複数生成パラダイムを統合するオープンソースライブラリ DANTINOX──JAX/Flaxによる制御されたクロスパラダイム比較を実現
自己回帰、離散マスク拡散、連続フローマッチングを単一のモジュール式Transformerバックボーンで統一し、同一条件下での公平な比較を可能にしたJAXライブラリ。
リリース: 2026-07-11 · 読了 5 分論文概要
近年の言語生成研究において、自己回帰デコーディング(Autoregressive)、離散マスク拡散(Discrete Masked Diffusion)、連続フローマッチング(Continuous Flow-Matching)という3つの主要なパラダイムが混在している。しかし、これらは個別のコードベースで実装されることが多く、報告される性能差が純粋なパラダイムの違いによるものか、実装の詳細やコードの差異に起因するのかを切り分けることが困難であった。本論文では、単一のモジュール式Transformerバックボーンを用いてこれら3つのパラダイムを統一的に扱うオープンソースのJAX/Flaxライブラリ「DANTINOX」を提案する。

関連研究
従来の大規模言語モデル(LLM)の研究は自己回帰モデルが主流であったが、非自己回帰的な生成手法として拡散モデルやフローマッチングの適用が進んでいる。

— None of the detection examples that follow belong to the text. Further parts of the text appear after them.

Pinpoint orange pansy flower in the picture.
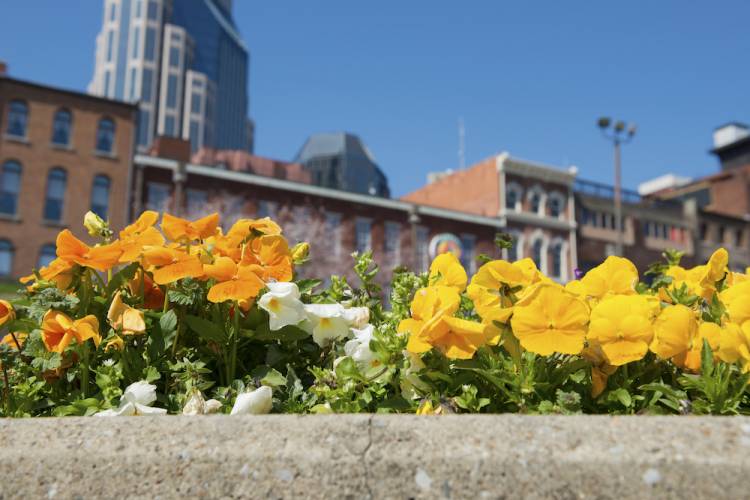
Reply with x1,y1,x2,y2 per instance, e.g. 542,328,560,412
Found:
42,310,102,353
57,229,122,271
203,257,266,302
242,234,293,281
143,247,203,285
161,213,219,241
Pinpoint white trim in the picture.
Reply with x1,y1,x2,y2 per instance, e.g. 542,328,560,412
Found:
526,184,547,217
548,236,570,283
529,229,549,274
135,154,512,229
547,190,568,219
503,181,523,212
502,229,526,262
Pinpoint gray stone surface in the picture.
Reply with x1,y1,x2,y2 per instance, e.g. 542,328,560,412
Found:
0,415,750,499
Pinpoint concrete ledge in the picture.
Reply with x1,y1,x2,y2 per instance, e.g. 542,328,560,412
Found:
0,415,750,499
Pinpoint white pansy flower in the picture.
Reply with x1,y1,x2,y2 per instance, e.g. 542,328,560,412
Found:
182,388,221,415
344,324,378,369
258,283,307,331
305,304,349,347
230,385,273,415
95,380,167,417
344,307,370,328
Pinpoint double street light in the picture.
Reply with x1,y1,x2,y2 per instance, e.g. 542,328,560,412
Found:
597,116,636,257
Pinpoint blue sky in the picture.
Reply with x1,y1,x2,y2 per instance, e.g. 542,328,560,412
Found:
0,0,750,195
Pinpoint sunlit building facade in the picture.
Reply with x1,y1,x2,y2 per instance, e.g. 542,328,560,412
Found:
88,0,254,152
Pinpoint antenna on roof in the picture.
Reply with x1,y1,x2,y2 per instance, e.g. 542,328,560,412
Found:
458,116,466,170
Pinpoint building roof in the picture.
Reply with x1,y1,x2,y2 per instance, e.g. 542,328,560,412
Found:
0,75,138,111
295,132,376,163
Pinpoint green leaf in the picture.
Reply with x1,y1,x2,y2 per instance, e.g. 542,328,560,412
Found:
250,323,310,342
250,365,286,388
159,309,177,336
185,315,227,344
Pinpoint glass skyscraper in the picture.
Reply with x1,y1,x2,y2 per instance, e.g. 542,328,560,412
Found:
89,0,254,152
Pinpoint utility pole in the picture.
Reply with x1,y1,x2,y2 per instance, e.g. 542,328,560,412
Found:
597,117,636,257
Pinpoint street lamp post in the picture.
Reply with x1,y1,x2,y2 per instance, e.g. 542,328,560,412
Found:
597,117,636,257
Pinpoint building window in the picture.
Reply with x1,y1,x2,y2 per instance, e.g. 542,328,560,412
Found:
461,234,477,274
415,226,430,272
0,160,21,215
138,110,151,146
185,189,208,215
147,0,159,21
44,167,68,222
549,191,565,218
146,182,172,212
131,26,141,59
383,221,401,266
258,200,279,219
505,182,523,211
167,75,177,109
36,243,57,269
0,240,13,276
107,30,115,62
52,109,73,146
96,118,115,153
91,175,109,220
169,47,180,68
325,212,341,257
5,100,29,137
531,238,545,272
143,27,156,61
354,217,372,253
550,241,563,279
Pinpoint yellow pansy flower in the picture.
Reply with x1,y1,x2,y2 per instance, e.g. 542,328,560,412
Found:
107,292,146,335
650,304,698,359
429,252,468,292
511,283,589,356
581,255,638,299
588,295,659,366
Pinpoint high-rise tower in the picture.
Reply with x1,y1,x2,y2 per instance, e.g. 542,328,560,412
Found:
89,0,254,152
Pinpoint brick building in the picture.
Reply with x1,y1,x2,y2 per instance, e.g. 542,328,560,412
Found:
402,153,578,282
0,68,136,279
133,150,504,288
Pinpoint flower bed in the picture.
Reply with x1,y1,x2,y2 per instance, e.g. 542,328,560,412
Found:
0,212,750,417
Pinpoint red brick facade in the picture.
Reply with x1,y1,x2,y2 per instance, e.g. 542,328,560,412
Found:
0,76,136,279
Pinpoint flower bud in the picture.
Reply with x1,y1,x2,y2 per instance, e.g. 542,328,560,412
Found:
230,385,273,415
292,241,310,264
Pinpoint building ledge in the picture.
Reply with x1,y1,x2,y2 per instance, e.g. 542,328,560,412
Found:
0,415,750,499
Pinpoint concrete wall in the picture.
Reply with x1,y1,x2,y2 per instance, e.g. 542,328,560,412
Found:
0,415,750,499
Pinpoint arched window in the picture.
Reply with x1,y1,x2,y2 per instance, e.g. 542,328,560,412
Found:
5,100,29,137
0,160,21,215
531,238,544,270
550,241,563,279
528,185,547,215
52,109,73,146
0,240,13,276
96,118,115,153
36,243,57,269
505,182,523,212
548,191,565,218
44,167,68,222
91,175,109,220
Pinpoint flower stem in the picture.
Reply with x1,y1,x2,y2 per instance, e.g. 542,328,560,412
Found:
81,341,89,398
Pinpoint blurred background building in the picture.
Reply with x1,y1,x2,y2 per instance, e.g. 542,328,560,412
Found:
88,0,255,152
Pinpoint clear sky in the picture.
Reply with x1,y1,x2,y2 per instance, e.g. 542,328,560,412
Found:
0,0,750,196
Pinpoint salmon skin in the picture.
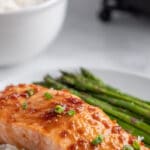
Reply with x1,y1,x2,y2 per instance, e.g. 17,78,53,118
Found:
0,84,149,150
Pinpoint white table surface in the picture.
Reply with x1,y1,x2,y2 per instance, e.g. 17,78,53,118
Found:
0,0,150,80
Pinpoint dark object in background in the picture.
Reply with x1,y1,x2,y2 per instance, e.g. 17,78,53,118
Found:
99,0,150,22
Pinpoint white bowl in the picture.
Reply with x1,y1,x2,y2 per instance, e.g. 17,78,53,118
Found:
0,0,67,66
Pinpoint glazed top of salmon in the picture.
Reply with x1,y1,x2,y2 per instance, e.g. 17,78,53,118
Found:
0,84,148,150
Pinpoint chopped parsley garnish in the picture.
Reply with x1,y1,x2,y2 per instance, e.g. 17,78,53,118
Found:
22,102,28,110
92,135,103,145
132,141,140,150
27,89,34,97
54,105,65,114
44,92,53,100
122,145,134,150
67,110,76,116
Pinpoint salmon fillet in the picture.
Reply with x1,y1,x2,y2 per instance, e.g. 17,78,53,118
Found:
0,84,149,150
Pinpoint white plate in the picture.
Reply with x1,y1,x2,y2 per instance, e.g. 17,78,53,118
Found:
0,68,150,101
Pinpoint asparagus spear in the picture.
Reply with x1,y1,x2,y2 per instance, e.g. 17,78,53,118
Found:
117,107,150,124
108,114,150,144
92,94,150,119
80,68,150,108
42,76,150,134
60,75,150,110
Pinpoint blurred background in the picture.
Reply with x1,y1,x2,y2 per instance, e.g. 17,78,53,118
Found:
0,0,150,80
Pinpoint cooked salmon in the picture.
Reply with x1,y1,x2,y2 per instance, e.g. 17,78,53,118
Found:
0,84,149,150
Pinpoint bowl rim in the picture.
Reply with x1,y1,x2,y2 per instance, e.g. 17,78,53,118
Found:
0,0,64,17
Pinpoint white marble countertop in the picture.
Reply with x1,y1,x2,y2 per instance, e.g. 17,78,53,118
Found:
0,0,150,80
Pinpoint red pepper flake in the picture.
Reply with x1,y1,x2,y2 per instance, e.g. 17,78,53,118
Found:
68,144,79,150
88,106,95,112
131,118,138,124
20,92,29,98
77,139,88,149
128,136,136,145
77,128,84,135
92,113,100,121
42,111,57,120
18,84,26,88
118,135,125,143
60,130,69,138
102,120,110,128
112,126,121,133
5,85,15,91
9,93,20,99
66,97,83,105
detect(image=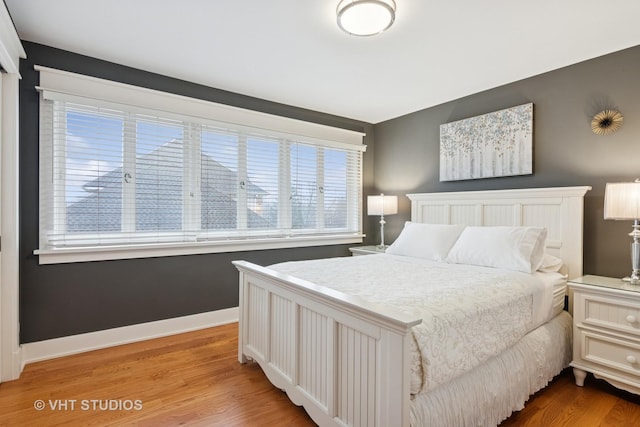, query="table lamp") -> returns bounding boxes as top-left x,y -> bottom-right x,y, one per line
367,193 -> 398,249
604,179 -> 640,284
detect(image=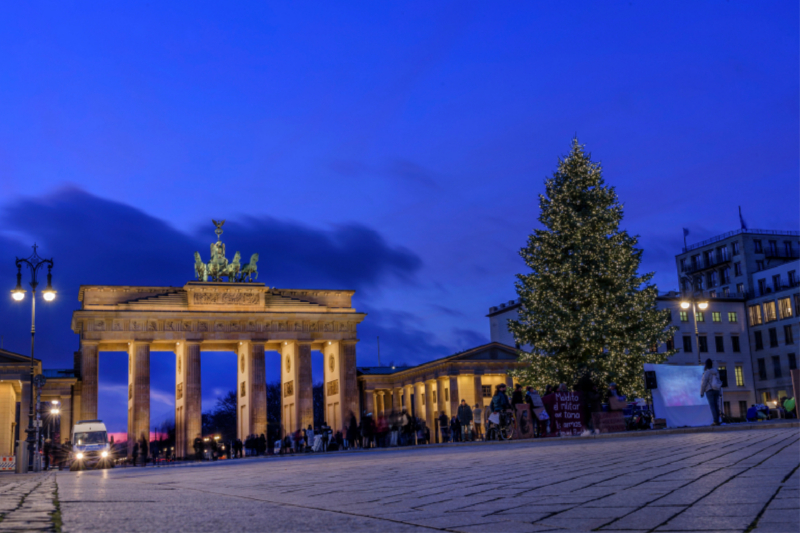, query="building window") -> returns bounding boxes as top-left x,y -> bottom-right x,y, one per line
768,328 -> 778,348
683,335 -> 692,353
764,300 -> 778,322
698,335 -> 708,353
772,355 -> 783,379
753,331 -> 764,350
747,304 -> 763,326
731,335 -> 742,353
778,298 -> 792,319
733,365 -> 744,387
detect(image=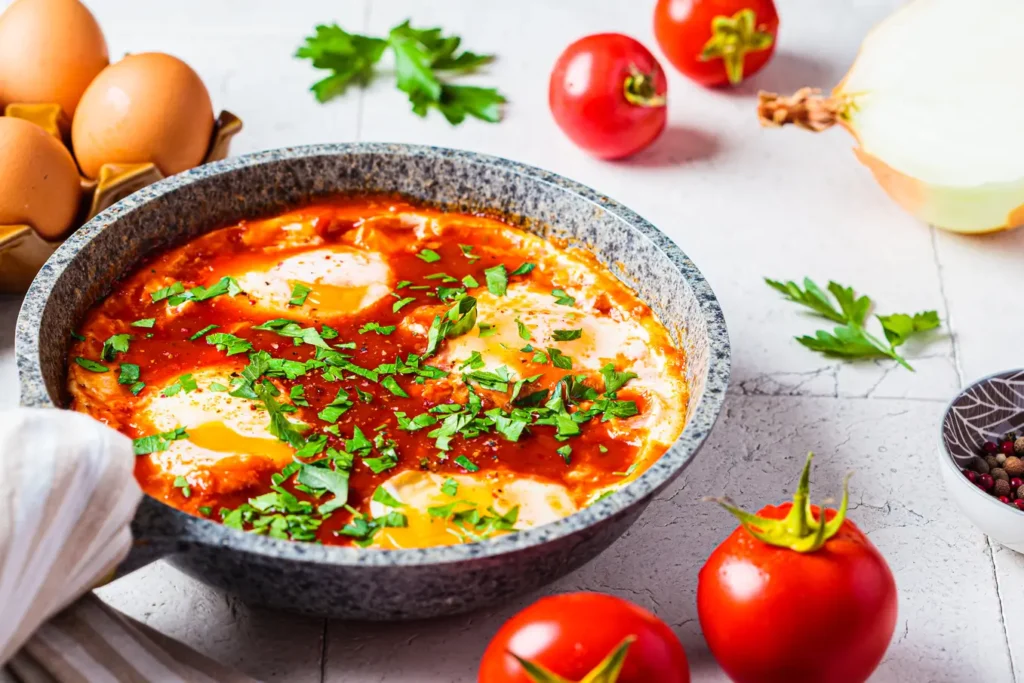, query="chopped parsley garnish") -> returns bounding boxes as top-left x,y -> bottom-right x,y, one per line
295,461 -> 348,515
381,375 -> 409,398
99,334 -> 132,360
288,384 -> 309,408
483,263 -> 509,296
359,323 -> 397,336
288,283 -> 312,306
601,362 -> 637,395
132,427 -> 188,456
75,355 -> 110,373
188,325 -> 220,341
118,362 -> 139,384
174,476 -> 191,498
551,330 -> 583,341
391,297 -> 416,313
551,290 -> 575,306
548,346 -> 572,370
253,381 -> 309,450
455,456 -> 480,472
151,276 -> 242,306
150,283 -> 185,303
250,317 -> 331,355
416,249 -> 441,263
162,373 -> 199,396
206,332 -> 253,355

これまでの比較研究はコードベースが完全に独立していたため、トークナイザや初期化戦略の不一致がボトルネックとなり、公平なクロスパラダイム比較を行うことは困難であった。
新規性と貢献
本研究の最大の貢献は、バックボーンアーキテクチャ、トークナイザ、初期化戦略、学習インフラストラクチャを完全に共通化しつつ、設定の変更のみで生成パラダイムを切り替えられる統一フレームワークを提供した点にある。これにより、コードの差異によるノイズを排除した厳密なクロスパラダイム比較が単一のAPI上で実現された。
提案手法の詳細
DANTINOXはJAX/Flaxベースで実装されており、バックボーンとなるTransformerの構造を変更することなく、設定ファイル(Configuration)の変更だけで生成パラダイム、アテンション機構、ハードウェアトポロジを動的に切り替えることができる。初期化戦略やデータパイプラインを共通化することで、異なるパラダイム間での公平なアブレーションスタディやスケーリング則の検証が可能になる。

評価・考察
論文では、異なる生成パラダイムにおける推論効率の比較や、ハードウェア利用率(MFU: Model FLOPs Utilization)の屋根線分析(Roofline analysis)が行われている。生成長やバッチサイズを変えた場合のレイテンシ、スループット、メモリ使用量の変化が同一のバックボーン上で定量的に測定され、各パラダイムの実用上の特性が明らかにされている。

応用例と今後の展望
自然言語処理(NLP)分野における基盤モデルの研究開発において、非自己回帰生成モデルの導入を検討している研究チームやテックリードにとって、モデルのアーキテクチャ起因の性能差を排除した検証が可能になる。特に大規模な分散学習やストリーミング推論の最適化を行う際の実務的なベンチマークツールとして活用できる。
結論
DANTINOXは、バラバラに発展してきた複数の言語生成パラダイムを単一のコードベースに統合し、公平な比較と効率的な検証を可能にする実用的なフレームワークである。
注釈
- 自己回帰(Autoregressive): トークンを1つずつ順番に生成していく従来のLLMの主流方式。
- フローマッチング(Flow-Matching): 連続的な確率変数の軌跡を学習することで高速な生成を目指す生成モデルの枠組み。